I tend to agree with everything you are saying, and it is the life of our child he is so lax about, so I am in charge of protecting our child 24/7, no days off. The problem is my husband acts perfectly normal when around my family, well, anyone he knows for that matter, so our families think it is me who causes him to act these ways. No one belives he has AS, despite a diagnosis, because it isn't something that's acquired. And he was so "normal" (for the most part) in the early years. His neurologist also encourages me to stay and get marriage counseling, but I think counseling is a waste of time because he won't change for more than a day. I also agree it's the cycle of abuse. My child now even says, "but Daddy was nice today when he did [xyz] for me" as of that excused all the other stuff.
I do appreciate you chiming in. It's good to hear confirmation of what I believe, even as I try to fix our broken relationship.
* Exposure to allegens can cause severe reactions in your child; he is responsible for making sure that does not happen.
* Use of antibiotics when not prescribed can expose you to further illness and help make some bugs more resistant.
* High doses of aspirin can have adverse affects; his attempts to force you to take medication, especially if he is not aware that you have taken it already, puts you at a health risk.

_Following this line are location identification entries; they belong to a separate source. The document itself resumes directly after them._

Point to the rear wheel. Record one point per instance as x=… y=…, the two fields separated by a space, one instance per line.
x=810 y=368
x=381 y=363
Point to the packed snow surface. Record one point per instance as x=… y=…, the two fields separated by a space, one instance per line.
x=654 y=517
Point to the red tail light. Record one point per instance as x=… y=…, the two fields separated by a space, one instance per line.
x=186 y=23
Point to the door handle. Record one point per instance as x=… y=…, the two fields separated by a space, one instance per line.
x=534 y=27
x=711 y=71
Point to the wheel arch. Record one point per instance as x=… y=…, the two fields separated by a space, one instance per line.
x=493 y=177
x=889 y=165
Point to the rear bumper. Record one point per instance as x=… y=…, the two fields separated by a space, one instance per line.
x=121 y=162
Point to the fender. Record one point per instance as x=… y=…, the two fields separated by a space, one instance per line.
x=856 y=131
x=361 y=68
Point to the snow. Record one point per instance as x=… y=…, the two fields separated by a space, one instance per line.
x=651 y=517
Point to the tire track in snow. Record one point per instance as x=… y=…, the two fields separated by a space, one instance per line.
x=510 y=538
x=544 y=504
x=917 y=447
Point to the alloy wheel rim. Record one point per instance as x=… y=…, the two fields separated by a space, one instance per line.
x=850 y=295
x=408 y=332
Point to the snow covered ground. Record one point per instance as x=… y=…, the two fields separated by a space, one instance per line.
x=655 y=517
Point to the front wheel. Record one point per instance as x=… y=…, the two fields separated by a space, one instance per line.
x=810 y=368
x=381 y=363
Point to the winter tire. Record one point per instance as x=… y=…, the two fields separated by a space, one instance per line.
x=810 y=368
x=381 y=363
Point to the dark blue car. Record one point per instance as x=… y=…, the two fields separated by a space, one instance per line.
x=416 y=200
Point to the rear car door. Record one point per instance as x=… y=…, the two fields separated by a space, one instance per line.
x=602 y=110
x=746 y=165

Sensationalized arguments rarely have an effect on me; it is the grist of the issue that I need to address. Be direct, be honest, be firm; do not be angry, do not invoke emotional responses, do not make it into a pleading where you lose your footing in the conversation. Take care of yourself, your child, and of him, and remember to keep your priorities.
M.
This is good advice. Thank you. My problem is even having doctors talk to him hasn't done any good. He still does what he wants and believes what he believes. That is why I am so perplexed. Everyone here seems to have an insight that he doesn't. I feel like he's a computer that's been programmed wrong and no matter what anyone tells him, he knows better.